Now Page Mill Road legal sensation Wilson Sonsini Goodrich & Rosati, P.C. has certainly done their customary diligence on the proprietary rights of Twitter, its current, and proposed future business. But what they may have overlooked is the potential plaintiffs who could be waiting in the wings with rights that a profitable Twitter could experience coming back to pluck their feathers – patent holding firms like Microsoft, IBM, Intel, Research in Motion, Nokia, Cisco and others. During Twitter’s money-losing launch and ascent, 1,812 patents have been issued to third parties including over 580 that include direct reference to the platform. Goldman, Sachs & Co, the lead underwriter for the IPO (along with BofA Merrill Lynch, Allen & Company, J.P. Morgan, Deutsche Bank, Morgan Stanley, and CODE Advisors) have no underwriting standard that includes an independent review of S-1 filing’s statements about the proprietary rights surrounding the businesses they promote to investors. And in a world where fighting over intellectual property is a certainty, this opacity directly harms investors.

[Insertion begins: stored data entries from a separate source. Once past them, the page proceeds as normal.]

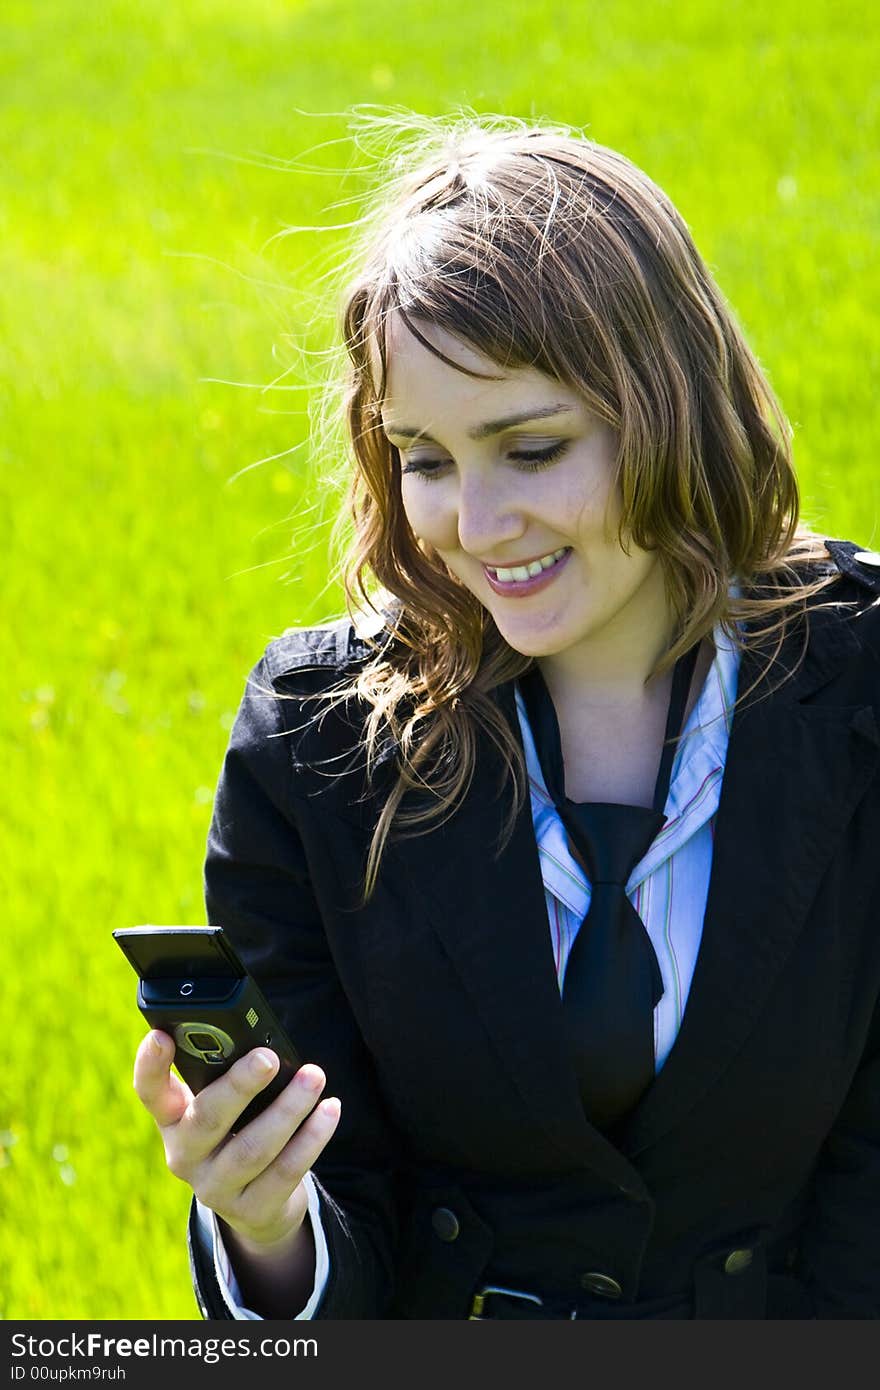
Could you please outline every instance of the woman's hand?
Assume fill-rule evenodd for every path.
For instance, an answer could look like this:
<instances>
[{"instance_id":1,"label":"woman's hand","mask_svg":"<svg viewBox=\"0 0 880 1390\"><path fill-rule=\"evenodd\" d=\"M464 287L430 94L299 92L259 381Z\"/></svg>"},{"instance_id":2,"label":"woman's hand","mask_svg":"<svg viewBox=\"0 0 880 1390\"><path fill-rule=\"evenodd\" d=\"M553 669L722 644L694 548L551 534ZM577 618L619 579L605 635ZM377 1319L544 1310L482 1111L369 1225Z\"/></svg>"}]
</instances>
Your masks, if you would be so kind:
<instances>
[{"instance_id":1,"label":"woman's hand","mask_svg":"<svg viewBox=\"0 0 880 1390\"><path fill-rule=\"evenodd\" d=\"M324 1073L300 1067L261 1115L231 1135L278 1070L275 1053L255 1048L196 1095L172 1075L173 1057L173 1040L154 1030L134 1064L134 1089L156 1121L171 1172L238 1234L242 1248L269 1254L289 1245L306 1214L303 1177L339 1122L338 1099L316 1105Z\"/></svg>"}]
</instances>

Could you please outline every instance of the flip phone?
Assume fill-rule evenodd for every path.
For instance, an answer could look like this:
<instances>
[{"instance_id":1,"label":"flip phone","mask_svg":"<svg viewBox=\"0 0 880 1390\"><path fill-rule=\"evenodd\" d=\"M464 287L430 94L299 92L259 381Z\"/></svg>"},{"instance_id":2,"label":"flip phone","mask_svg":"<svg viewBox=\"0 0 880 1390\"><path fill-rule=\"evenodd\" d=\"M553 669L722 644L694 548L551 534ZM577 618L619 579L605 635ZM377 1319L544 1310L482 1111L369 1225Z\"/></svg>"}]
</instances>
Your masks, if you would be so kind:
<instances>
[{"instance_id":1,"label":"flip phone","mask_svg":"<svg viewBox=\"0 0 880 1390\"><path fill-rule=\"evenodd\" d=\"M270 1047L277 1073L239 1115L237 1134L262 1113L302 1061L222 927L125 927L113 937L138 975L137 1005L174 1039L174 1065L193 1092L254 1047Z\"/></svg>"}]
</instances>

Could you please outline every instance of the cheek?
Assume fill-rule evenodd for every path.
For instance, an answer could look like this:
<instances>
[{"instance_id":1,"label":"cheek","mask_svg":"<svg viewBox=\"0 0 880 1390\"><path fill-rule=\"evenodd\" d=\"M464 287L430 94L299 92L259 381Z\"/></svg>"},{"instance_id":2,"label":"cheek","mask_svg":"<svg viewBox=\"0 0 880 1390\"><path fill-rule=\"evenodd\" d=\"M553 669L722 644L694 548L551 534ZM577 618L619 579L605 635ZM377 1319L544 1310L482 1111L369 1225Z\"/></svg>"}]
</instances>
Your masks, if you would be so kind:
<instances>
[{"instance_id":1,"label":"cheek","mask_svg":"<svg viewBox=\"0 0 880 1390\"><path fill-rule=\"evenodd\" d=\"M608 488L601 484L585 487L582 481L575 480L569 487L560 489L555 505L566 520L566 529L575 536L606 541L614 534L618 509L609 497Z\"/></svg>"},{"instance_id":2,"label":"cheek","mask_svg":"<svg viewBox=\"0 0 880 1390\"><path fill-rule=\"evenodd\" d=\"M454 544L456 535L455 519L450 516L449 508L443 505L442 491L442 487L438 486L432 494L430 483L409 480L404 480L400 488L403 510L413 535L431 541L439 548Z\"/></svg>"},{"instance_id":3,"label":"cheek","mask_svg":"<svg viewBox=\"0 0 880 1390\"><path fill-rule=\"evenodd\" d=\"M400 500L403 503L403 512L410 524L410 529L417 536L422 535L425 509L417 490L405 478L401 480L400 484Z\"/></svg>"}]
</instances>

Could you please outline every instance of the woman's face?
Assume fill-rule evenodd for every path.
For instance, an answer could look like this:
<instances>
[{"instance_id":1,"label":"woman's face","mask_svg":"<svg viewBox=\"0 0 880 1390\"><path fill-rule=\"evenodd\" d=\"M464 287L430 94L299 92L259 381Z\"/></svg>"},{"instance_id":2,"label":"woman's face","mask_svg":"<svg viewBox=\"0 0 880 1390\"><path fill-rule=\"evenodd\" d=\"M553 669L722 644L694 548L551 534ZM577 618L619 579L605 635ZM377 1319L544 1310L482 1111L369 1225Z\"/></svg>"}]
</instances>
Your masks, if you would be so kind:
<instances>
[{"instance_id":1,"label":"woman's face","mask_svg":"<svg viewBox=\"0 0 880 1390\"><path fill-rule=\"evenodd\" d=\"M662 574L655 552L631 545L626 555L617 541L616 432L542 372L504 371L445 330L418 328L453 361L499 379L447 366L392 315L382 417L413 533L524 655L602 652L608 666L627 643L656 649ZM522 582L519 567L560 550L542 579ZM519 572L505 576L510 568Z\"/></svg>"}]
</instances>

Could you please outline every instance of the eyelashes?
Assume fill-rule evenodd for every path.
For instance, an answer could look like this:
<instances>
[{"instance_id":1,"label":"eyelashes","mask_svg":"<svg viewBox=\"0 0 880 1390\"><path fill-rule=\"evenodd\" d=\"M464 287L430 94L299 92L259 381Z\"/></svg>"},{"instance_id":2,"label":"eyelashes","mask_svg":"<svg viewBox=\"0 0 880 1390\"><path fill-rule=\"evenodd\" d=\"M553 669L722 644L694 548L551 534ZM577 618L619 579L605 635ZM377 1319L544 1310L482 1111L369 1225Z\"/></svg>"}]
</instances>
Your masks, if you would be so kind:
<instances>
[{"instance_id":1,"label":"eyelashes","mask_svg":"<svg viewBox=\"0 0 880 1390\"><path fill-rule=\"evenodd\" d=\"M508 454L508 458L522 459L529 472L537 472L541 468L546 468L548 464L554 463L561 458L568 448L568 440L560 439L556 444L549 445L546 449L521 449L514 450Z\"/></svg>"},{"instance_id":2,"label":"eyelashes","mask_svg":"<svg viewBox=\"0 0 880 1390\"><path fill-rule=\"evenodd\" d=\"M567 439L560 439L556 444L551 444L546 449L515 449L511 450L507 457L521 463L524 472L537 473L561 458L568 448L568 443ZM441 476L445 466L446 460L444 459L420 459L418 461L411 459L408 463L402 464L400 471L401 473L414 473L416 477L430 482L431 479Z\"/></svg>"}]
</instances>

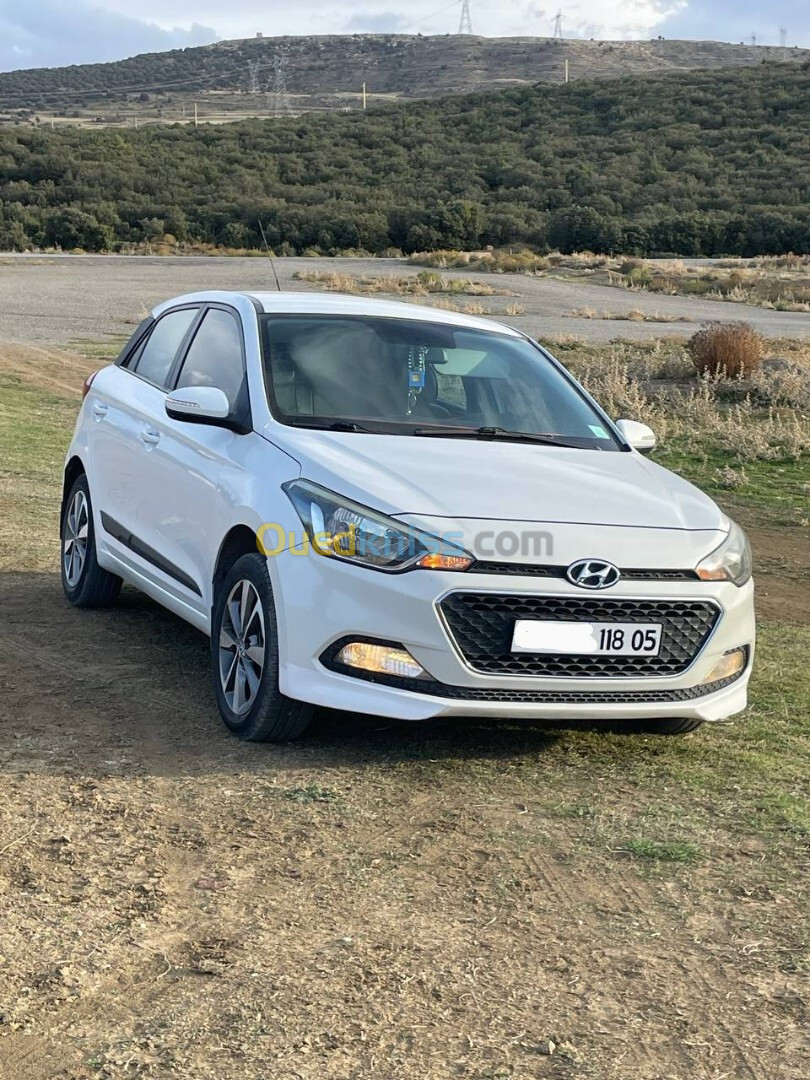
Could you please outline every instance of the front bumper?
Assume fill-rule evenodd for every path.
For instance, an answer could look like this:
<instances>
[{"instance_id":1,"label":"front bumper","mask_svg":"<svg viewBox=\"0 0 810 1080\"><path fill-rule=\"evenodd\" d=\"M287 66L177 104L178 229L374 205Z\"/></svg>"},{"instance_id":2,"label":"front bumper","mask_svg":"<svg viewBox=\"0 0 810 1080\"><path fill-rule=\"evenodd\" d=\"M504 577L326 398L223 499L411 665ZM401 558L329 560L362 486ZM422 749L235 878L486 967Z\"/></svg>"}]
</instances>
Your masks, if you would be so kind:
<instances>
[{"instance_id":1,"label":"front bumper","mask_svg":"<svg viewBox=\"0 0 810 1080\"><path fill-rule=\"evenodd\" d=\"M567 581L476 575L473 582L467 574L435 571L387 575L290 551L269 559L268 565L280 627L280 688L298 700L404 720L492 716L557 722L665 717L712 721L740 712L747 703L755 638L751 582L741 589L725 582L622 582L610 591L611 599L710 599L719 605L720 619L702 651L678 675L559 678L473 670L448 633L439 603L448 593L471 589L581 597L582 590ZM347 638L403 645L436 680L435 688L422 684L412 690L330 670L321 657ZM748 648L742 675L694 696L723 654L741 646Z\"/></svg>"}]
</instances>

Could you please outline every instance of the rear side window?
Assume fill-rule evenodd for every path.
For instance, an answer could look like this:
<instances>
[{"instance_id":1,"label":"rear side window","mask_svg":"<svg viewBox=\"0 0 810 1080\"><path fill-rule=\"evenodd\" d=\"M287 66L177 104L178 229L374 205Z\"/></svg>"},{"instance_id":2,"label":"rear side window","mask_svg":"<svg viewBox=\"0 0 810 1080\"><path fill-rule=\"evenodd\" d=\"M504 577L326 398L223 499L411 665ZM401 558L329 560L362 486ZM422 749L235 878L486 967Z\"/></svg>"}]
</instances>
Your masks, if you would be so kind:
<instances>
[{"instance_id":1,"label":"rear side window","mask_svg":"<svg viewBox=\"0 0 810 1080\"><path fill-rule=\"evenodd\" d=\"M177 387L216 386L233 410L244 381L239 324L227 311L211 308L186 353Z\"/></svg>"},{"instance_id":2,"label":"rear side window","mask_svg":"<svg viewBox=\"0 0 810 1080\"><path fill-rule=\"evenodd\" d=\"M142 378L157 386L166 386L177 350L198 313L198 308L170 311L155 324L133 365Z\"/></svg>"}]
</instances>

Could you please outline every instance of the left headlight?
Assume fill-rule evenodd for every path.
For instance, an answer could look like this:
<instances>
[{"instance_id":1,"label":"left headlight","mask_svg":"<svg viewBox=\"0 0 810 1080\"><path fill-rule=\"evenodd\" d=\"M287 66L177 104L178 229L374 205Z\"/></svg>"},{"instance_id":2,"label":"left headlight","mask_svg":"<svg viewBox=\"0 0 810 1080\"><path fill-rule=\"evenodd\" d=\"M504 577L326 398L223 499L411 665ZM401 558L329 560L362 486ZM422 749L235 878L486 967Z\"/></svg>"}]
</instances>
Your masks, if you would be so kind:
<instances>
[{"instance_id":1,"label":"left headlight","mask_svg":"<svg viewBox=\"0 0 810 1080\"><path fill-rule=\"evenodd\" d=\"M319 555L385 573L467 570L472 555L309 480L282 484Z\"/></svg>"},{"instance_id":2,"label":"left headlight","mask_svg":"<svg viewBox=\"0 0 810 1080\"><path fill-rule=\"evenodd\" d=\"M699 564L698 576L703 581L731 581L745 585L751 577L751 545L740 526L732 521L731 529L719 548Z\"/></svg>"}]
</instances>

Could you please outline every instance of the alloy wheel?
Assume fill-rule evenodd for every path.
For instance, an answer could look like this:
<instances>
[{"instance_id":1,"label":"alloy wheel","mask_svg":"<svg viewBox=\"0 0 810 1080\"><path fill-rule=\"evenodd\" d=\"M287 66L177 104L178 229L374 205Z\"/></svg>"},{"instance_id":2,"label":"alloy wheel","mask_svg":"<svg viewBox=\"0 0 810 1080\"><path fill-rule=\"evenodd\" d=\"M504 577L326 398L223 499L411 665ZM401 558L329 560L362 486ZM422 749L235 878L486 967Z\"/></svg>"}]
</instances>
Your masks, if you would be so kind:
<instances>
[{"instance_id":1,"label":"alloy wheel","mask_svg":"<svg viewBox=\"0 0 810 1080\"><path fill-rule=\"evenodd\" d=\"M237 716L249 712L256 700L265 658L261 597L243 579L230 591L219 631L219 678L228 708Z\"/></svg>"},{"instance_id":2,"label":"alloy wheel","mask_svg":"<svg viewBox=\"0 0 810 1080\"><path fill-rule=\"evenodd\" d=\"M90 512L87 496L83 491L77 491L65 515L65 528L62 535L62 565L65 569L65 580L71 589L75 589L81 580L84 565L87 562L89 528Z\"/></svg>"}]
</instances>

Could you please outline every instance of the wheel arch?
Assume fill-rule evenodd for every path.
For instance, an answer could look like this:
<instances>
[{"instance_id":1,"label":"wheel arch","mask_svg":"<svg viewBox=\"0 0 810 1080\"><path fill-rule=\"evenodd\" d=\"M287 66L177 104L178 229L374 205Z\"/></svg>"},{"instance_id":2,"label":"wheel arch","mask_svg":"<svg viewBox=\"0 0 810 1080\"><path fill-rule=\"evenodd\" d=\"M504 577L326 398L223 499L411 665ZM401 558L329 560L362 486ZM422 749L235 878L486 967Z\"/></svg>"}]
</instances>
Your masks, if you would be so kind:
<instances>
[{"instance_id":1,"label":"wheel arch","mask_svg":"<svg viewBox=\"0 0 810 1080\"><path fill-rule=\"evenodd\" d=\"M258 537L249 525L234 525L229 530L219 547L214 565L211 604L216 602L217 591L228 575L228 571L243 555L255 555L259 550Z\"/></svg>"},{"instance_id":2,"label":"wheel arch","mask_svg":"<svg viewBox=\"0 0 810 1080\"><path fill-rule=\"evenodd\" d=\"M82 459L74 454L74 456L65 465L65 476L62 482L62 505L59 510L59 528L62 528L62 519L65 516L65 506L67 504L67 497L70 489L76 483L76 480L84 474L87 475L87 469L84 467Z\"/></svg>"}]
</instances>

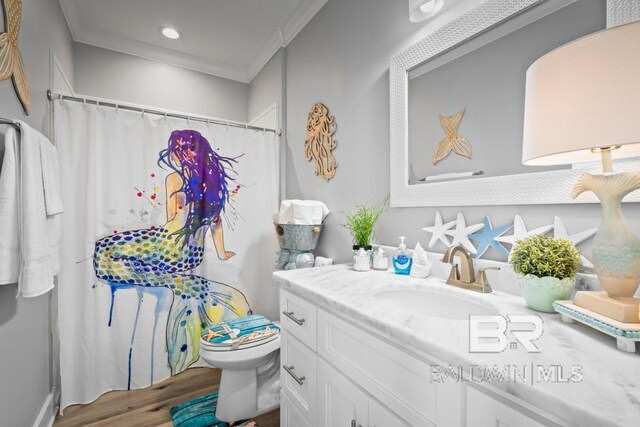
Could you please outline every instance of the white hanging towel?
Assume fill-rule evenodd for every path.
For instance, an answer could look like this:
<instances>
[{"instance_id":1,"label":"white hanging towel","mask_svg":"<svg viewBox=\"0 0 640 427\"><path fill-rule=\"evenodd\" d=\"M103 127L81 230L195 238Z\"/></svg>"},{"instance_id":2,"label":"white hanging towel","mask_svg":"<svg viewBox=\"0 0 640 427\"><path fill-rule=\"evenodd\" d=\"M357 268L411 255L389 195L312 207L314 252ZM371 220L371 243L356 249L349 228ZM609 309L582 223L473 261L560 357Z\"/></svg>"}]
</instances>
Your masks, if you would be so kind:
<instances>
[{"instance_id":1,"label":"white hanging towel","mask_svg":"<svg viewBox=\"0 0 640 427\"><path fill-rule=\"evenodd\" d=\"M25 122L10 127L0 173L0 284L18 283L18 295L53 288L60 270L63 212L58 153Z\"/></svg>"}]
</instances>

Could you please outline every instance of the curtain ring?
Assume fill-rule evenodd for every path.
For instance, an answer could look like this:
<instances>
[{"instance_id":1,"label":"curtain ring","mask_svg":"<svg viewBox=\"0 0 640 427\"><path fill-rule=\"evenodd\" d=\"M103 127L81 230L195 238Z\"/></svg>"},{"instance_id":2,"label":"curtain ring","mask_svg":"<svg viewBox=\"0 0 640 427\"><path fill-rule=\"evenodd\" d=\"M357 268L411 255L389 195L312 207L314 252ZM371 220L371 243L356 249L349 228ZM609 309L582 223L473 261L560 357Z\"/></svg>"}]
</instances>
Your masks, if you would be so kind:
<instances>
[{"instance_id":1,"label":"curtain ring","mask_svg":"<svg viewBox=\"0 0 640 427\"><path fill-rule=\"evenodd\" d=\"M120 108L120 105L116 104L116 114L118 113L118 111L120 111L119 108Z\"/></svg>"}]
</instances>

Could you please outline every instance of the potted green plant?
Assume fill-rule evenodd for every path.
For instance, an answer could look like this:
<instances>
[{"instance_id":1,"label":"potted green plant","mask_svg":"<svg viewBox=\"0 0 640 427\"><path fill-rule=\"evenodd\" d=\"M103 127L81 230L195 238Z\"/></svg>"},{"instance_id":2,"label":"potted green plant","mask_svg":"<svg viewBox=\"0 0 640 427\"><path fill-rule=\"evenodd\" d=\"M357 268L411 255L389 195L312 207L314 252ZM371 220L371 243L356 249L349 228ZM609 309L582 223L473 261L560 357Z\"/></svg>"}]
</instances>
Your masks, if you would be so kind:
<instances>
[{"instance_id":1,"label":"potted green plant","mask_svg":"<svg viewBox=\"0 0 640 427\"><path fill-rule=\"evenodd\" d=\"M362 248L371 255L371 241L376 223L387 209L389 209L388 198L376 206L358 205L356 210L345 214L347 222L344 227L349 230L353 238L354 254Z\"/></svg>"},{"instance_id":2,"label":"potted green plant","mask_svg":"<svg viewBox=\"0 0 640 427\"><path fill-rule=\"evenodd\" d=\"M553 302L568 299L580 267L580 251L571 242L549 236L518 240L509 259L522 296L537 311L553 313Z\"/></svg>"}]
</instances>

However, as the Securities and Exchange Commission turns a blind eye to this issue, they’ve got no reason to care.
Why is it that Twitter, like the hundreds of ill-advised IPOs that have preceded theirs, continue to extoll the merits of unprofitable business models, ignore the proprietary landscape into which their plans are directed, and seduce investors with the siren song of meteoric casino returns? One simple reason: fees. If you take a look at the S-1, you quickly see that the “sell-side” promotion of this venture – like many others they collectively promote – generates gargantuan fees for the promoters and advisors. It lands a couple people on the stage at Davos or TED to talk about “innovation” and the “digital economy”. The problem is that we don’t need more of these types. And the only thing that’s digital is the certain loss that investors will experience when the avoidable risks surface.